Lénine aimait citer Tchernychevski pour qui « la lutte révolutionnaire ce n’est pas une promenade sur la perspective Nevski ».
La Bolivie illustre la complexité des processus révolutionnaires, les contradictions qui traversent les forces émancipatrices elles-mêmes, bien au-delà de la « lutte entre les deux lignes, » chère à Mao Tsé Toung.
On se souvient qu’un coup d ‘état de l’oligarchie avait renversé le président Evo Morales qui dut se réfugier. La résistance du peuple fut telle que finalement les putschistes durent quitter le pouvoir, certains sont en prison du fait de leur menées anti-démocratiques et la répression meurtrière contre les Boliviens. De nouvelles élections eurent lieu et le candidat du MAS (Mouvement pour le socialisme) Luis Arce l’emporta. Morales put rentrer au pays où il conserve un soutien massif.
Une nouvelle tentative de putsch eut lieu cet été, le 26 juin. Avec beaucoup de courage le président Arce réussit à juguler ce coup d’état militaire dirigé par le chef de l’armée. Une vingtaine de gradés ont été emprisonnés. Une grande marche pour la défense de la démocratie a eu lieu le 12 juillet à La Paz organisée par les syndicats, les organisations paysannes et autochtones ou de simples citoyens.
Mais à la suite de cette tentative des rumeurs ont parcouru le pays prétendant que ce putsch était une mise en scène de Luis Arce pour renforcer sa position. Même Evo Morales a laissé entendre qu’il adhérait à cette théorie du complot. Morales a même exclu Luis Arce du MAS et veut briguer la présidence de la Bolivie en 2025. Cela provoque une très grande polarisation politique, entre le camp de Arce et le camp de l’ancien président Morales, dans un contexte préélectoral et une situation sociale et économique très difficile.
Reste aussi en suspend la question institutionnelle car les constitutionnalistes sont divisés sur la possibilité ou non qu’a Morales de se présenter aux élections pour une 3e fois.
Par ailleurs comme l’a dit le président brésilien Lula pour expliquer la tentative de coup d’état « Les gens doivent garder à l’esprit qu’il existe des intérêts à mener un coup d’État, le pays suscite beaucoup d’intérêt à l’international pour ses réserves de lithium et de gaz ». Le regard se tourne vers le Nord…
Mais ce sont les divisions au sein de la gauche bolivienne qui sont très inquiétantes.
Le 10 septembre La Paz a vu s’affronter les deux courants du MAS. On a assisté en une lutte ouverte entre les partisans de l’actuel président Luis Arce et ceux d’Evo Morales dans la perspective de leur affrontement aux présidentielles de 2025.
La journée a commencé par une manifestation massive organisée par la Centrale ouvrière bolivienne (COB), la plus grande confédération syndicale du pays, en soutien au président Luis Arce.

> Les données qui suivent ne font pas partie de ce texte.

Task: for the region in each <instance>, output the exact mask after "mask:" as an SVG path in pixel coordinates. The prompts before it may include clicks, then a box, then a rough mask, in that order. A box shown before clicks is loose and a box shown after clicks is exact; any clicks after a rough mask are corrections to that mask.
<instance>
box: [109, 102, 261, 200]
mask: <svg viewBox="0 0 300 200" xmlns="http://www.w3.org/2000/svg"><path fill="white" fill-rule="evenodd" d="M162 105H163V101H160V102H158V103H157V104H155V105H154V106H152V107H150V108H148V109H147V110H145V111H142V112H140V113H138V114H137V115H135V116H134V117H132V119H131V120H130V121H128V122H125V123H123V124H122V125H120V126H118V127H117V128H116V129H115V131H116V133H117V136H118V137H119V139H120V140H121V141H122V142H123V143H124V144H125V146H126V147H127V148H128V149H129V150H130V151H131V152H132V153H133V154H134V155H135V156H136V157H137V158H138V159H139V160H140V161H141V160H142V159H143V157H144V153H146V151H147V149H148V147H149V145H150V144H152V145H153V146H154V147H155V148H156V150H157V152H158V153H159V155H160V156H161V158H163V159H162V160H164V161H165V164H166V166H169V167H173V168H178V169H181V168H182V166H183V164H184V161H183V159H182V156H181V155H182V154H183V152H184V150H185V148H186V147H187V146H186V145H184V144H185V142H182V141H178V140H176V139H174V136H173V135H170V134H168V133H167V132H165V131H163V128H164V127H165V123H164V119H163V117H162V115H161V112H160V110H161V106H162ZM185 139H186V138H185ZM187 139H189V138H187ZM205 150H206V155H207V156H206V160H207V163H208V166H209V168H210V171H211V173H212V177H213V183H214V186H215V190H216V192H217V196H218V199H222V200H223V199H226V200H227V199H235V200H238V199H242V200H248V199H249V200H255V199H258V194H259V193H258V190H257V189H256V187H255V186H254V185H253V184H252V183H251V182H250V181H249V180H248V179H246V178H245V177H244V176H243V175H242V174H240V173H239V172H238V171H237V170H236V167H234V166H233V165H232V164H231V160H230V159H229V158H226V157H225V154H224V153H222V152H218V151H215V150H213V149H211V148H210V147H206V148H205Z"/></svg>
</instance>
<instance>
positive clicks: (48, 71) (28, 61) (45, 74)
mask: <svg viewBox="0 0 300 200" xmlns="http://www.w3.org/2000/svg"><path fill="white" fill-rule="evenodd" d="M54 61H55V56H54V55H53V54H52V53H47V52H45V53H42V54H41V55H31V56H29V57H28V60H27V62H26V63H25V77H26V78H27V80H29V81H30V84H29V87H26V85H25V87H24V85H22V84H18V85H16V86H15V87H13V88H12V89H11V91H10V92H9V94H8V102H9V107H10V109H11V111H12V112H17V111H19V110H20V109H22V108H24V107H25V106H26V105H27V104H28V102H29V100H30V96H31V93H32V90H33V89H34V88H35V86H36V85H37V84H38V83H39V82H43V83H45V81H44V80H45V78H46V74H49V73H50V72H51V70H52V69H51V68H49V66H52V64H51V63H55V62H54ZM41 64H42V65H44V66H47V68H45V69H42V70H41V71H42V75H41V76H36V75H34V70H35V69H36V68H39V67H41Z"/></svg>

Les manifestants se sont dirigés vers le bâtiment du Congrès (Assemblée nationale). Mais les sympathisants de Morales ont eux aussi convergé vers le Congrès. On a assisté alors à un affrontement fratricide entre les deux courants du MAS.

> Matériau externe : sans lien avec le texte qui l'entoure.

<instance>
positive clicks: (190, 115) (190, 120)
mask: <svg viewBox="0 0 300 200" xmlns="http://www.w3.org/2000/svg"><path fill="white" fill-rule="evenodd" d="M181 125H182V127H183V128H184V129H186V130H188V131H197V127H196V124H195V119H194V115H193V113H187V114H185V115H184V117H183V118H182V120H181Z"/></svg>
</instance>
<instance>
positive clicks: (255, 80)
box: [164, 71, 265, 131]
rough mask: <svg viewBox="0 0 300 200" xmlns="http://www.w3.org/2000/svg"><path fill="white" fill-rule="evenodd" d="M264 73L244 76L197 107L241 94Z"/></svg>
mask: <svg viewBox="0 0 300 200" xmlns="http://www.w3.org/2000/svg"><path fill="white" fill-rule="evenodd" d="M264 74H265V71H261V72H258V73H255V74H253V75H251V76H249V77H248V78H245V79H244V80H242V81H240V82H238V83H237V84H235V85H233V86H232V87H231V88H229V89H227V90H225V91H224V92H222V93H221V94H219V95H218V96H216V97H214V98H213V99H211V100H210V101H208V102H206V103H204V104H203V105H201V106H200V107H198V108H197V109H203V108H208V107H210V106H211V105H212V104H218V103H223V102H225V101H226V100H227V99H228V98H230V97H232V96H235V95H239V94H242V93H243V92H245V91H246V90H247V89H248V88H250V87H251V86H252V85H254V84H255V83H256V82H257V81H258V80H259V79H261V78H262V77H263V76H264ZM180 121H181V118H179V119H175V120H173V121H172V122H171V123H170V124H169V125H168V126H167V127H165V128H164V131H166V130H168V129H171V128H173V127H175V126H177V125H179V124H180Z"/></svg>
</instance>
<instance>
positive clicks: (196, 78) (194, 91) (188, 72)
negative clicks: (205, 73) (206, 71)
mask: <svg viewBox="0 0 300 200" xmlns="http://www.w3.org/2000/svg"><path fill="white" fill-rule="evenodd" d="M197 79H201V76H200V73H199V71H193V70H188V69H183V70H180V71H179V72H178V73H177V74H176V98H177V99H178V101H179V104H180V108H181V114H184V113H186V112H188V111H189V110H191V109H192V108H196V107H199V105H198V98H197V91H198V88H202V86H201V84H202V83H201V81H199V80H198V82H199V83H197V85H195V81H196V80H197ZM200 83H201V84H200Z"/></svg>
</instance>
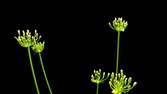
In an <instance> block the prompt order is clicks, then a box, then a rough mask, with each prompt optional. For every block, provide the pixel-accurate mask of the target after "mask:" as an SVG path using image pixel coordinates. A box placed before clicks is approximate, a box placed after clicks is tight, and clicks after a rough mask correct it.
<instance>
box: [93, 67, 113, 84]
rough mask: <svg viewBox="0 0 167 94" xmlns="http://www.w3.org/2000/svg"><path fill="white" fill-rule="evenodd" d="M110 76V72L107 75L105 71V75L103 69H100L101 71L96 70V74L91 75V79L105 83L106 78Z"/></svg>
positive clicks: (104, 72) (97, 81) (97, 82)
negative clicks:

Les manifestants favorables à Arce veulent que les députés partisans de Morales cessent de bloquer les mesures proposées par le président, quand ceux favorables à Morales estiment ces mesures comme trahissant les idéaux du MAS.,
Cette division du MAS affaiblit la gauche bolivienne et risque de jouer en faveur de la droite toujours prête à prendre sa revanche contre le processus progressiste en oeuvre depuis 2006. Un compromis entre les deux tendances du MAS, de la gauche bolivienne, est une nécessité face à une droite très réactionnaire et putschiste.
Inquiétant, même Cuba n’est pas parvenu a réconcilier les frères ennemis.